Decarboxylative formation of di- and trifluoromethyl groups with nucleophilic fluoride using an electron-deficient manganese porphyrin

Abstract

Di- and trifluoromethyl groups (CF2H and CF3) are often found in the medicinal chemistry and other fields for their modifications of biological properties, but are challenging to synthesize due to the lack of natural fluorination pathways.
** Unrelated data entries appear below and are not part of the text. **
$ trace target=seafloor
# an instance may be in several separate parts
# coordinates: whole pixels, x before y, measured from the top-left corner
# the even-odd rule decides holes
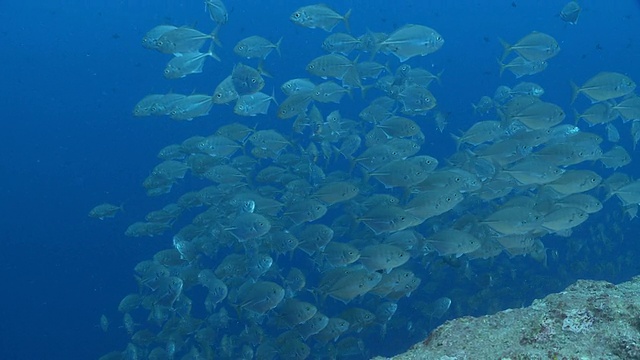
[[[579,280],[526,308],[448,321],[390,359],[640,359],[640,276]]]

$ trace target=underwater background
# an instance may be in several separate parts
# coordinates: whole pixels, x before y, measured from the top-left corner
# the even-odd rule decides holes
[[[441,84],[431,89],[438,100],[437,110],[448,114],[448,125],[440,132],[431,118],[418,121],[426,136],[423,153],[441,164],[456,150],[449,133],[459,135],[479,120],[471,104],[483,95],[492,96],[500,85],[517,82],[511,73],[499,76],[496,58],[503,51],[499,38],[514,43],[536,30],[558,41],[562,50],[547,69],[520,80],[543,86],[544,99],[562,106],[570,123],[569,81],[582,84],[601,71],[640,79],[637,1],[581,1],[576,25],[559,18],[564,1],[544,5],[444,0],[326,3],[341,14],[352,9],[354,34],[367,30],[391,33],[413,23],[432,27],[445,38],[439,51],[408,61],[433,73],[444,70]],[[170,248],[175,232],[149,238],[124,235],[131,223],[175,201],[175,195],[168,195],[172,200],[147,197],[141,185],[159,162],[158,151],[236,121],[290,132],[292,120],[278,119],[274,105],[267,115],[246,118],[234,115],[233,106],[215,106],[208,116],[188,122],[133,117],[134,105],[149,93],[212,93],[240,61],[233,45],[249,35],[273,41],[283,38],[281,56],[272,53],[264,62],[273,75],[267,79],[265,93],[275,87],[276,98],[282,101],[285,97],[277,90],[280,84],[310,77],[305,66],[324,53],[320,44],[328,33],[296,26],[288,19],[296,8],[309,3],[228,0],[225,4],[229,22],[220,29],[223,46],[216,49],[223,61],[209,59],[202,74],[179,80],[162,77],[169,57],[144,49],[141,39],[159,24],[190,25],[208,33],[215,24],[200,1],[13,1],[0,5],[0,153],[5,156],[0,163],[0,269],[4,275],[0,357],[91,359],[123,350],[129,336],[122,329],[117,307],[125,295],[138,291],[133,268]],[[338,27],[344,31],[341,24]],[[388,59],[392,68],[398,66],[397,59]],[[341,112],[357,118],[367,101],[381,95],[373,95],[374,91],[363,100],[356,90],[353,100],[343,99]],[[584,98],[575,104],[580,109],[587,105]],[[584,123],[580,127],[605,136],[602,127],[588,128]],[[619,144],[635,158],[628,124],[619,129]],[[348,170],[348,165],[340,166]],[[603,178],[612,173],[599,164],[588,167]],[[633,178],[640,173],[635,161],[617,171]],[[185,180],[176,186],[184,193],[197,190],[189,186],[198,184]],[[88,211],[102,202],[122,203],[124,211],[104,221],[88,217]],[[459,214],[472,211],[465,208]],[[549,253],[546,266],[531,258],[503,254],[470,261],[471,270],[467,265],[456,267],[457,259],[451,260],[454,264],[431,267],[428,276],[435,277],[433,282],[426,273],[421,276],[422,286],[430,284],[428,294],[416,291],[402,298],[396,315],[406,319],[411,302],[431,302],[443,296],[453,300],[449,311],[439,318],[416,319],[414,326],[419,331],[394,328],[386,335],[384,346],[379,344],[379,331],[355,334],[364,338],[367,349],[354,358],[402,352],[446,319],[526,306],[577,279],[625,281],[639,270],[637,228],[638,219],[625,217],[617,199],[611,199],[602,211],[573,229],[569,238],[543,239]],[[287,258],[278,261],[286,263]],[[291,261],[304,266],[300,258]],[[486,277],[493,280],[478,280]],[[111,323],[106,333],[100,328],[102,314]]]

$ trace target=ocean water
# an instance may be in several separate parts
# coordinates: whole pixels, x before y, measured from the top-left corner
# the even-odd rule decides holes
[[[282,56],[271,54],[264,67],[273,74],[265,92],[295,77],[309,77],[307,62],[322,55],[328,33],[292,24],[288,17],[307,2],[226,1],[229,23],[220,30],[222,62],[207,61],[202,74],[166,80],[162,70],[169,57],[144,49],[142,36],[152,27],[171,23],[208,32],[214,23],[201,1],[13,1],[0,5],[0,358],[92,359],[124,350],[129,336],[122,329],[117,306],[136,292],[133,267],[159,250],[171,247],[171,232],[152,238],[129,238],[127,226],[149,211],[175,201],[175,196],[149,198],[142,181],[159,162],[162,147],[210,134],[221,125],[239,121],[259,129],[286,133],[291,120],[266,116],[239,118],[230,106],[215,106],[209,116],[190,122],[168,118],[134,118],[138,100],[149,93],[169,91],[212,93],[240,59],[233,45],[249,35],[282,41]],[[408,24],[436,29],[445,38],[439,51],[410,59],[414,67],[437,73],[442,83],[431,90],[438,111],[448,114],[440,133],[433,121],[418,118],[426,134],[422,152],[444,159],[455,151],[449,133],[459,134],[475,121],[471,103],[492,96],[499,85],[517,80],[498,76],[496,58],[502,54],[498,38],[513,43],[537,30],[554,36],[558,56],[548,68],[521,80],[545,89],[545,101],[556,103],[572,122],[569,81],[578,84],[601,71],[615,71],[640,81],[640,3],[637,1],[580,1],[577,25],[557,16],[564,1],[327,1],[340,13],[352,9],[351,29],[392,32]],[[490,3],[490,4],[489,4]],[[339,24],[335,31],[344,31]],[[381,58],[382,59],[382,58]],[[387,57],[391,68],[399,63]],[[375,96],[345,98],[340,110],[350,118]],[[276,91],[279,101],[284,95]],[[583,110],[581,97],[575,107]],[[616,120],[620,145],[634,160],[629,124]],[[587,130],[584,123],[581,129]],[[604,135],[603,127],[589,129]],[[612,173],[599,163],[581,164],[606,177]],[[637,178],[637,162],[622,168]],[[175,192],[190,190],[185,180]],[[197,190],[197,189],[194,189]],[[172,193],[173,194],[173,193]],[[102,202],[123,203],[125,211],[99,221],[87,212]],[[482,206],[477,204],[476,206]],[[472,212],[459,209],[456,216]],[[543,238],[547,266],[527,257],[474,260],[450,264],[437,258],[421,268],[422,288],[398,302],[399,319],[412,326],[391,325],[381,344],[379,330],[366,329],[360,338],[365,351],[354,358],[405,350],[434,326],[463,315],[483,315],[507,307],[528,305],[533,298],[556,292],[580,278],[620,282],[638,274],[638,219],[622,215],[616,199],[574,229],[569,238]],[[286,262],[286,259],[279,261]],[[304,259],[291,260],[304,266]],[[412,260],[413,261],[413,260]],[[283,264],[288,266],[290,264]],[[417,271],[417,270],[416,270]],[[418,272],[416,272],[418,274]],[[491,279],[491,281],[486,281]],[[412,318],[412,303],[447,296],[453,302],[441,318]],[[329,312],[340,304],[325,305]],[[111,320],[104,333],[101,314]],[[144,322],[144,317],[140,318]],[[242,324],[228,331],[241,329]],[[144,325],[141,325],[144,327]],[[267,335],[277,336],[265,326]]]

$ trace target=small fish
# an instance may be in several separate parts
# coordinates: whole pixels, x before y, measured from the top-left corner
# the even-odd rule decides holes
[[[124,208],[122,205],[116,206],[109,203],[104,203],[97,205],[91,211],[89,211],[89,216],[92,218],[104,220],[106,218],[112,218],[116,216],[119,211],[123,211]]]
[[[238,96],[238,92],[233,85],[233,79],[229,75],[216,86],[212,98],[216,104],[227,104],[238,99]]]
[[[395,245],[377,244],[362,248],[359,261],[369,271],[384,270],[388,274],[409,261],[409,258],[408,252]]]
[[[472,234],[456,229],[445,229],[426,240],[440,256],[455,255],[457,257],[480,248],[480,240]]]
[[[224,25],[229,21],[229,13],[222,0],[204,0],[204,9],[218,25]]]
[[[322,49],[326,52],[339,52],[349,55],[350,52],[360,47],[361,41],[345,33],[334,33],[322,42]]]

Furthermore, late stage fluorination methods are of particular interest for their applications in medical imaging radiotracers. Decarboxylative fluorination, using carboxylic acids, is a unique method to selectively install fluorine atoms among numerous fluorination strategies. Here, the bio-inspired catalyst manganese 5,10,15,20-tetrakis(pentafluorophenyl)porphyrin Mn(TPFPP)Cl is reported for decarboxylative fluorination: this electron-deficient manganese porphyrin could expand beyond the scope and previous success of manganese tetramesitylporphyrin Mn(TMP)Cl in late stage fluoromethyl reactions. The condition optimization determined the effects of reaction time, manganese ligation, catalyst loading, oxidant loading, fluorine source loading, solvent, and pH on the reaction system. This decarboxylative fluorination catalyzed by Mn(TPFPP)Cl uses nucleophilic fluoride and has an expanded substrate scope for creating di- and trifluoromethyl substituents on a variety of aromatic rings, including those with electron-withdrawing groups, heteroatomic rings, esters, and complex, drug-like compounds.